個別決算と比べて、連結決算は子会社のデータ収集、消去仕訳、連結修正、注記作成など、多岐にわたる工程が存在します。ところが、社内でこの一連のプロセスを体系的に理解している人材は限られており、結果として“誰が何をどこまでやるのか”が曖昧になりがちです。
こうした状況で有効なのが、外部の連結決算専門家をパートナーとして活用することです。単なる業務委託ではなく、プロセス全体の整理・改善を含めた「共創」の形で外部リソースを取り入れることで、いくつものメリットが生まれます。
第一のメリットは、属人的な知識からの脱却です。専門家は、複数社の実務を経験しているため、一般的なベストプラクティスを理解しています。その知見をもとに、社内手順やフォーマットを整理することで、誰が担当しても一定水準で対応できる仕組みを構築できます。これは、担当者の異動や退職があっても連結決算を止めない“仕組み化”につながります。
第二に、外注先との連携がスムーズになるという点です。外部専門家は、外注先との間に立って、業務範囲や成果物の明確化、コミュニケーションルールの策定を支援してくれます。結果として、双方の認識ズレや手戻りが減り、納期のリスクも低減します。
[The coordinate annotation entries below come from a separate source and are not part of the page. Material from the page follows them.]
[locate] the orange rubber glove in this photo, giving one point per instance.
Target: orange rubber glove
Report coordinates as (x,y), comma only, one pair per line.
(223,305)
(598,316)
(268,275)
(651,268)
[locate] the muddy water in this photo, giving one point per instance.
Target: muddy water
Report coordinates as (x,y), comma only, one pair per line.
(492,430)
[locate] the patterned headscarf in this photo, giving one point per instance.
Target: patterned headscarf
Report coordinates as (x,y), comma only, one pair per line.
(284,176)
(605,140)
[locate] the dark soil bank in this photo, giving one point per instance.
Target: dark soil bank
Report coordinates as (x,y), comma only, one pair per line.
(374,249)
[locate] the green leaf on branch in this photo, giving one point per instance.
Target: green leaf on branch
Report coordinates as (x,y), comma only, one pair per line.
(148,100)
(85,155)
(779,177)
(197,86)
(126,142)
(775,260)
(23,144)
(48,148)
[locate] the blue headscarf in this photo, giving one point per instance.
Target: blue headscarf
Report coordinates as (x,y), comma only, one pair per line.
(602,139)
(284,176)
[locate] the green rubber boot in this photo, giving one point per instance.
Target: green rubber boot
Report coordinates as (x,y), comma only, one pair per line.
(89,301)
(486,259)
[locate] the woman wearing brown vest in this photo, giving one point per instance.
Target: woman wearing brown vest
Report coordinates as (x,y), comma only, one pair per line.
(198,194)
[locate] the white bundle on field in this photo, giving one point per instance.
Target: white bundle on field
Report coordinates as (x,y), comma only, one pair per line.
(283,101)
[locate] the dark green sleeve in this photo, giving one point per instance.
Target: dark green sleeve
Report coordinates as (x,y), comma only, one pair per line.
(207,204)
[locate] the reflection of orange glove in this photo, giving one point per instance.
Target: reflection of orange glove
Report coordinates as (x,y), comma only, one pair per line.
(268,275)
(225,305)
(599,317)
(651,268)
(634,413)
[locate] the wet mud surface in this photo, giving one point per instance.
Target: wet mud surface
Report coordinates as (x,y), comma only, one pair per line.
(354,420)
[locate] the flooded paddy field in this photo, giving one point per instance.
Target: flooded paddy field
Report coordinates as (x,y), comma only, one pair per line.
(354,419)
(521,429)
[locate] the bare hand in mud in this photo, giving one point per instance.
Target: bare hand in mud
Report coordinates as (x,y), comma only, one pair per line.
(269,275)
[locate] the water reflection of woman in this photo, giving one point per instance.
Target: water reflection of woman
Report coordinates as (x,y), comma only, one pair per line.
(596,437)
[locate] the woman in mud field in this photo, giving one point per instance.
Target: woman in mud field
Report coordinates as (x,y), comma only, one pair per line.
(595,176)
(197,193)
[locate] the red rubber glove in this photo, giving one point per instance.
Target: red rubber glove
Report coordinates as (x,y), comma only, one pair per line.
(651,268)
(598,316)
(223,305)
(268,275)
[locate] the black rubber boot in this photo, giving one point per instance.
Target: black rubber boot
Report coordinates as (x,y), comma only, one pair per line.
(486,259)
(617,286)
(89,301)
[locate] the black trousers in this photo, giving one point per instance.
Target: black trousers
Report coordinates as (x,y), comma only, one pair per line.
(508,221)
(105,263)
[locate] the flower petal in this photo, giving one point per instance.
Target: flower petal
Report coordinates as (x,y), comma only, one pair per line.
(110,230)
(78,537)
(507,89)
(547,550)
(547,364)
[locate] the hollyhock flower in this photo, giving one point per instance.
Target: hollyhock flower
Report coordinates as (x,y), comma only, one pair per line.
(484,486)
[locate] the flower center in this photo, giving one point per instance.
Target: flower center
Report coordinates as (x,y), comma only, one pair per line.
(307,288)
さらに、経営層にとっての安心感も大きな価値です。プロセス全体を把握できる専門家が関与することで、決算スケジュールやリスクの見通しが明確になり、突発的なトラブルにも柔軟に対応できる体制が整います。これは単に「作業を任せる」以上に、ガバナンス強化にも直結する効果です。
連結決算の外注には「コストがかかる」という印象もありますが、属人化によるリスクや手戻りの損失を考えれば、むしろ**“投資”としての効果**が期待できます。
社内の限られた担当者に負担を集中させるのではなく、専門家の知見を活用してプロセスを標準化することが、長期的にはもっとも効率的な選択肢となるでしょう。